The varied organizations came together to call upon Congress and the Bush Administration to pass a comprehensive immigration reform bill that would provide immigrant workers with the same protections and rights as any native-born worker. The bill would also make it easier for undocumented workers who are already living and working in the Untied States, paying taxes, and contributing to their communities to be legalized. "What we need now is reform that keeps out those who want to do us harm, admits those who want to work hard, and contributes to a stronger America," said Frank Sharry, executive director of the National Immigration Forum.
SEIU Executive Vice President Eliseo Medina stressed the importance of immigrant workers and the need to protect them: "The reality is, millions of undocumented workers are here who fill an economic need, and we can't afford to send them home. The sooner we fold then into an expanded immigration system the better for all concerned."
John Sweeney, the President of the AFL-CIO, agreed with Medina and reminded the federal government of the security of the nation does not just lie in tightening up its borders and chasing terrorists, but in the workers that make up its economy, as well. "The message we deliver today to the President and the Congress is not only that we must get back to work, but that this is an even more important time for America to stand behind its principles."
The press conference comes just two weeks after the Supreme Court invalidated the National Labor Relations Board's rule to provide limited back pay to undocumented workers who had been fired as a result of violations of federal labor laws by their employers. This raised questions over the protections of immigrant workers compared to workers born in the United States.
"The U.S. Supreme Court's decision, in Hoffman Plastics Inc. v. NLRB, means we will work harder, faster, and with greater purpose to win legalization for hard-working, tax-paying immigrants already living in the United States," assured Medina.

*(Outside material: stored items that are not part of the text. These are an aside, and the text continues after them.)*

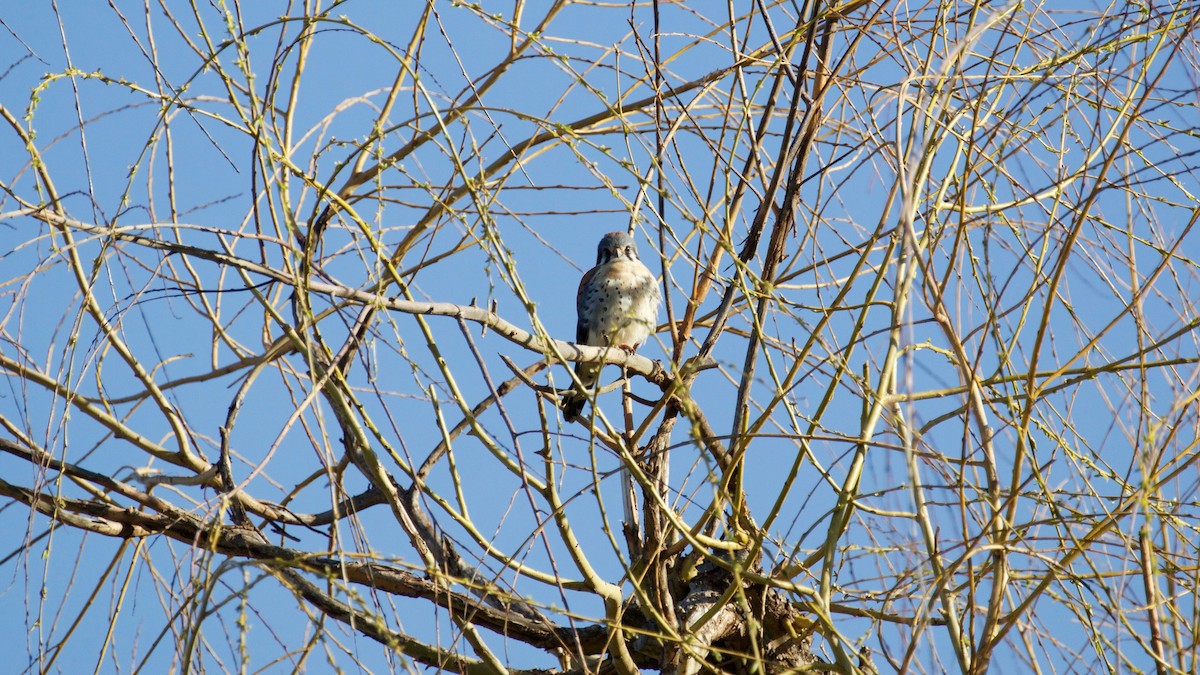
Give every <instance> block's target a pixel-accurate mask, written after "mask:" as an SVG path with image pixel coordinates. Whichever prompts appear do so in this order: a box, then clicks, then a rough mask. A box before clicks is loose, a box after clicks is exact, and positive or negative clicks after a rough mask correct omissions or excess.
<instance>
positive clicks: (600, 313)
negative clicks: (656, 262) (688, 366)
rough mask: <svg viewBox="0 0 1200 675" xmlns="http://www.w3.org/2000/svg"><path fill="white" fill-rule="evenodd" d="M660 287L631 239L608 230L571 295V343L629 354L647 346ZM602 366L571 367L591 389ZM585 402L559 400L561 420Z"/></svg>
mask: <svg viewBox="0 0 1200 675" xmlns="http://www.w3.org/2000/svg"><path fill="white" fill-rule="evenodd" d="M659 300H660V297H659V286H658V282H655V280H654V274H653V273H650V270H649V269H647V267H646V265H644V264H642V261H640V259H638V258H637V246H636V245H635V244H634V238H632V237H630V235H629V234H625V233H624V232H610V233H608V234H605V235H604V238H602V239H600V245H599V246H598V247H596V265H595V267H594V268H592V269H589V270H588V271H587V274H584V275H583V279H582V280H581V281H580V292H578V293H577V294H576V295H575V311H576V312H577V315H578V323H576V325H575V342H576V344H580V345H592V346H595V347H620V348H622V350H625V351H626V352H630V353H632V352H634V351H635V350H637V348H638V347H641V346H642V344H643V342H646V339H647V337H649V336H650V333H653V331H654V327H655V325H656V324H658V322H659ZM601 368H604V366H602V365H601V364H584V363H577V364H575V372H576V375H578V377H580V382H582V383H583V388H584V389H592V387H593V386H594V384H595V381H596V377H599V375H600V369H601ZM586 400H587V399H586V398H583V396H582V395H580V394H577V393H571V394H568V395H566V398H565V399H564V401H563V417H565V418H566V420H568V422H571V420H574V419H576V418H577V417H578V416H580V412H581V411H582V410H583V401H586Z"/></svg>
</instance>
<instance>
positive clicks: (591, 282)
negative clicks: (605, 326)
mask: <svg viewBox="0 0 1200 675" xmlns="http://www.w3.org/2000/svg"><path fill="white" fill-rule="evenodd" d="M596 269H598V268H592V269H589V270H588V271H587V273H584V274H583V279H581V280H580V289H578V291H577V292H576V293H575V317H576V319H575V344H576V345H587V344H588V334H589V333H590V328H592V316H590V312H589V311H588V307H587V306H584V301H583V299H584V295H586V293H587V289H588V287H589V286H590V285H592V280H593V279H594V277H595V274H596Z"/></svg>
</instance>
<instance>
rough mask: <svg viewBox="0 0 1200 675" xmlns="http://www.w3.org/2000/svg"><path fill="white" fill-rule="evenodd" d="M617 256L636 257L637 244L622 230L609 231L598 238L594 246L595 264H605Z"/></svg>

Wade Henderson, executive director of the Leadership Conference on Civil Rights, echoed Medina: "The civil rights community believes it is essential that we restore due process to immigration law because history has proven, time and time again, that if the civil rights of one group are undermined, everyone else becomes vulnerable as well."
Henderson also called upon Congress to take the long-overdue step of repealing employer sanctions, which since 1986 have led to widespread discrimination in the workplace.
During follow-up questioning, the speakers discussed a bill that had been cleared by the House Judiciary Committee the day before, that would reform the Immigration and Naturalization Service by breaking it into two agencies. Several argued that the two agencies must be coordinated and that Congress must make sure that adequate resources are provided to the "services" currently provided by the INS, as well as to its enforcement efforts.
Other speakers pointed out that restructuring the INS is only a partial solution to the massive problems at the agency, and that many more problems are the result of the actual immigration laws themselves. The LCCR and a number of other organizations had also, the day before, sent a letter to members of the Judiciary Committee urging them to provide the INS with not only a "facelift," but also with changes to "the heart and soul of the system" as well ? by passing several bills to amend some of the harshest provisions in the immigration laws.
SEIU was joined at the Sheraton Four Points Hotel in Washington, D.C., by the heads of AFL-CIO, National Council for La Raza, National Asian Pacific American Legal Consortium, National Immigration Forum, American Hotel & Lodging Association, Religious Action Center of Reform Judaism, the U.S. Chamber of Commerce, and the Leadership Conference on Civil Rights.